Frage: Kennt das irgendwer, dass man das zwischenmenschliche Verhältnis zu irgendwem derart überschätzt bzw. verkehrt einschätzt? Dass man die Asymmetrie im Hinblick auf Zuneigung zu jemandem nicht wahrnimmt?
Kennt es wer, sich selbst völlig falsch eingeschätzt zu haben, und in allerfeinster Selbstleugnung einen Klops nach dem anderen gebracht zu haben, während man sich selbst in der eigenen Wahrnehmung aber absolut geil fand, zumindest solange bis einem dankbarerweise die Scheuklappen von den Augen gerissen werden?
Oder ist das nur meine höchstpersönliche Honkigkeit?
Und noch was: Ich habe mich für einige konkret dämliche Aktionen meinerseits (Tonfall, bevormundende Entscheidungen usw.) entschuldigt und sie hat auch alles angenommen. Aber mit einer zerknirschten Entschuldigung sind die Verfehlungen eines ganzen Jahres nicht auszuräumen.
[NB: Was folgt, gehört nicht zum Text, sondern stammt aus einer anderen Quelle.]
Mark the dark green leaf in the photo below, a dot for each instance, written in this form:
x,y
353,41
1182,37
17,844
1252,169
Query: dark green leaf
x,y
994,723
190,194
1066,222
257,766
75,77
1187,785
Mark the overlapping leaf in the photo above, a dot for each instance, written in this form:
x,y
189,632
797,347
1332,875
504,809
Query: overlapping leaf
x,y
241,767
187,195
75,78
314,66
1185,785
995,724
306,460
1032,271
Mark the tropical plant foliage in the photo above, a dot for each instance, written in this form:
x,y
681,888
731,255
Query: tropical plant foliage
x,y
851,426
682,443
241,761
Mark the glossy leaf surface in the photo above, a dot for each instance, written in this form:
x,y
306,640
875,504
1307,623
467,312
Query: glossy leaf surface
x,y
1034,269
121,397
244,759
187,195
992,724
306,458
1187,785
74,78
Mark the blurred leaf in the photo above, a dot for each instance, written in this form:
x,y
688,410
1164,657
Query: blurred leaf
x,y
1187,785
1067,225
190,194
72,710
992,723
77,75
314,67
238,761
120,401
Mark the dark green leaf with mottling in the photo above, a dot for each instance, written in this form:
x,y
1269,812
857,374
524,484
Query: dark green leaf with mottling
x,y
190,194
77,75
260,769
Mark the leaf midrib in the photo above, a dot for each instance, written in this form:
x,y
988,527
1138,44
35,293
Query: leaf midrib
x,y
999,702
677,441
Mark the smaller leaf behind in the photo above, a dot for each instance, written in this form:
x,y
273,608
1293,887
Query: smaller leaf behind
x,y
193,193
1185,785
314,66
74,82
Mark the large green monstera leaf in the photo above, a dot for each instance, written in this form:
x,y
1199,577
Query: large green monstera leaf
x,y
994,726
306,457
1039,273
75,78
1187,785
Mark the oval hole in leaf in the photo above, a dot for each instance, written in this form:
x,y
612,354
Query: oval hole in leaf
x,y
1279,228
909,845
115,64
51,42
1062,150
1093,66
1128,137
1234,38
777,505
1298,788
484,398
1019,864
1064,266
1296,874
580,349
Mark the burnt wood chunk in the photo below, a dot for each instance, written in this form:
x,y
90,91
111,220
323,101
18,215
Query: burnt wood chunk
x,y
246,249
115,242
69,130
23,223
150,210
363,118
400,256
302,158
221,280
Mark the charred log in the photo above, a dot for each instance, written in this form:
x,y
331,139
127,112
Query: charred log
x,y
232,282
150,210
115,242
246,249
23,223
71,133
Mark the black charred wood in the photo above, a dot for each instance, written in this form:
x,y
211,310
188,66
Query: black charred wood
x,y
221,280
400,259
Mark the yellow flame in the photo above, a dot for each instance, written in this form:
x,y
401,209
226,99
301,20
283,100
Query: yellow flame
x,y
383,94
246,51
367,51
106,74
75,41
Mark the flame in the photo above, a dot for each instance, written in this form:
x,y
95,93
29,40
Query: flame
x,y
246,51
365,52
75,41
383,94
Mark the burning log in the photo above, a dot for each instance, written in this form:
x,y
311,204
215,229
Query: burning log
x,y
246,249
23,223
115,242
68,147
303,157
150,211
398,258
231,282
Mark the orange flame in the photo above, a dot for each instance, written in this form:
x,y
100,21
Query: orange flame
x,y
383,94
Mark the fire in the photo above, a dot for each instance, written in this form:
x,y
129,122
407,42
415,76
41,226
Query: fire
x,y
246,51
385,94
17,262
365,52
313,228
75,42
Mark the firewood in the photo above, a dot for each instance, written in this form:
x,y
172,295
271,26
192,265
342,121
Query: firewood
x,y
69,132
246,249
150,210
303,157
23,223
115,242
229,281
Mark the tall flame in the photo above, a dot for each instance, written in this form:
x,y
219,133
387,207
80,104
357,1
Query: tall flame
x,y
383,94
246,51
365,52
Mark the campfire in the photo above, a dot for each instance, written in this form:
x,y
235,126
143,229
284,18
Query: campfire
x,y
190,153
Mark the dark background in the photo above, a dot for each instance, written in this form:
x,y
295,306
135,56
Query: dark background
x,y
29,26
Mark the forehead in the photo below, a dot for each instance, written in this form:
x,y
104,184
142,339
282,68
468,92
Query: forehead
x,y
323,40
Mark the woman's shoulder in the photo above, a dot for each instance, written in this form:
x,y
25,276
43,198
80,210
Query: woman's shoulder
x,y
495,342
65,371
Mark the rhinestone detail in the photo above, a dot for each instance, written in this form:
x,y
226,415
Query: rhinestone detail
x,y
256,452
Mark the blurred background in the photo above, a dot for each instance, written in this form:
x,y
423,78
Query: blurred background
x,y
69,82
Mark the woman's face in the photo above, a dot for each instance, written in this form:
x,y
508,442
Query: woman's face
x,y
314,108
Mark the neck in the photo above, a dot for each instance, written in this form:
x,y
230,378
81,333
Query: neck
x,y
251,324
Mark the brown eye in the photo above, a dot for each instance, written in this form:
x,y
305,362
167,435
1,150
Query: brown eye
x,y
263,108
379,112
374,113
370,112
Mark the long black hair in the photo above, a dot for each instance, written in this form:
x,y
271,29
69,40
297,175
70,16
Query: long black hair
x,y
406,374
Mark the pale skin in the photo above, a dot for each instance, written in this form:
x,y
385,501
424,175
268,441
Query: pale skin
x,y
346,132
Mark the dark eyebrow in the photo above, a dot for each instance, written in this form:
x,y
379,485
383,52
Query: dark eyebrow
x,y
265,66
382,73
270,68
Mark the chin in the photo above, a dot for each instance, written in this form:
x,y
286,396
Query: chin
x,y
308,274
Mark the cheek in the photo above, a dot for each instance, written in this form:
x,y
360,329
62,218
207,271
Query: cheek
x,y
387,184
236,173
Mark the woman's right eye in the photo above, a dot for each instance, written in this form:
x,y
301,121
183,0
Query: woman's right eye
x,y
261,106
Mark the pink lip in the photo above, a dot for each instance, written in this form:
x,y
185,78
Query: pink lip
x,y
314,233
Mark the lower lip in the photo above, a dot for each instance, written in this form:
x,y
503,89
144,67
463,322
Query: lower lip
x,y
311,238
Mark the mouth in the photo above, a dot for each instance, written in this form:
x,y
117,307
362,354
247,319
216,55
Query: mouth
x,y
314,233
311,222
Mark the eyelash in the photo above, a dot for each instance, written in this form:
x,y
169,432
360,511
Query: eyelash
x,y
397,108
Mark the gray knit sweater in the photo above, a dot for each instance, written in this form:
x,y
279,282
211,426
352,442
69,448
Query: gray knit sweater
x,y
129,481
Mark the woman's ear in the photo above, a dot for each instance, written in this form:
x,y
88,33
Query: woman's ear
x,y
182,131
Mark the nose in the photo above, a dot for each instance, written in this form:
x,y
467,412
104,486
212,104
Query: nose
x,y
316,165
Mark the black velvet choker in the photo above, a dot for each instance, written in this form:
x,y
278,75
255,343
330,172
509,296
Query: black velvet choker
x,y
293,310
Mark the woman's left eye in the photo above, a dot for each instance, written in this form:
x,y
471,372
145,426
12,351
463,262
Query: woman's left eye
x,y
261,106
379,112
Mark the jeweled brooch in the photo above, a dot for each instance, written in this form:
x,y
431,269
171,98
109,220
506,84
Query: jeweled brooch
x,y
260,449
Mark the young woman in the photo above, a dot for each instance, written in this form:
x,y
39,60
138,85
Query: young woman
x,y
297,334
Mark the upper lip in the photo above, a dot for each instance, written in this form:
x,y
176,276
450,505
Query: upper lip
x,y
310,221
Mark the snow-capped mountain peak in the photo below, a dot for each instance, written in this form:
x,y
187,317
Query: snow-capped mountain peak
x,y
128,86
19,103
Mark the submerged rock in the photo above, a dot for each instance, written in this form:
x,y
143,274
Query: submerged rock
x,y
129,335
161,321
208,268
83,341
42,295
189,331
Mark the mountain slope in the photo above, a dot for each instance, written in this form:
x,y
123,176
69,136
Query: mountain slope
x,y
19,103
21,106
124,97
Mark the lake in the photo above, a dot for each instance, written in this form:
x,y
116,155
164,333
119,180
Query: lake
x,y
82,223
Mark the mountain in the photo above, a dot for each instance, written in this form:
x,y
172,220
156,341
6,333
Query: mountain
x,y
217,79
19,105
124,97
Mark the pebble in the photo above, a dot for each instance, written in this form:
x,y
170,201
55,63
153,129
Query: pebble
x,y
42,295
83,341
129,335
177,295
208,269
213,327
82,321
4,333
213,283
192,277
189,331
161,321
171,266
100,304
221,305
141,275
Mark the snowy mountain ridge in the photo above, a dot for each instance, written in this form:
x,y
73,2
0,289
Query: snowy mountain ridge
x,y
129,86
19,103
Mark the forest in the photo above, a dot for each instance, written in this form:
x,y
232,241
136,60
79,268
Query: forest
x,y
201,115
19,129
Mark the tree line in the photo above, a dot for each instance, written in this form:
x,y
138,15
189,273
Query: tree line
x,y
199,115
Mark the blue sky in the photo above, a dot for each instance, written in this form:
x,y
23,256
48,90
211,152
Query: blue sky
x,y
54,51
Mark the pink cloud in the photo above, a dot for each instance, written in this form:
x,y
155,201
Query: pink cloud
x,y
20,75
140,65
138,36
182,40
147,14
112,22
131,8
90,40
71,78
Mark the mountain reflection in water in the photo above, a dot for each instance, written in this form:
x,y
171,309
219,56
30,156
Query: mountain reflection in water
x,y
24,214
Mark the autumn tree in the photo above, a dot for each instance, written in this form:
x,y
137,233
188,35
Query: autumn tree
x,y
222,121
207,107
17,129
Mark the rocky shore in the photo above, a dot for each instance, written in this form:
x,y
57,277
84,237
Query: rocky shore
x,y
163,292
Weiter drüber reden bringt auch nix, ich hab sie ja schon zuvor bei jeder Gelegenheit vollgequatscht, wie solidarisch ich mit ihr wäre und dann doch wieder Bockmist veranstaltet.
Mir kommt als Lösung eigentlich nur noch der strategische Rückzug in den Sinn, also unser Verhältnis nun konsequent zu versachlichen, ich traue aber meiner eigenen Wahrnehmung in Bezug auf sie nicht mehr so wirklich. Außerdem fände ich das doch sehr, sehr schade und es würde mir auch saftig wehtun
IRGENDEINE Idee zu dieser Situation?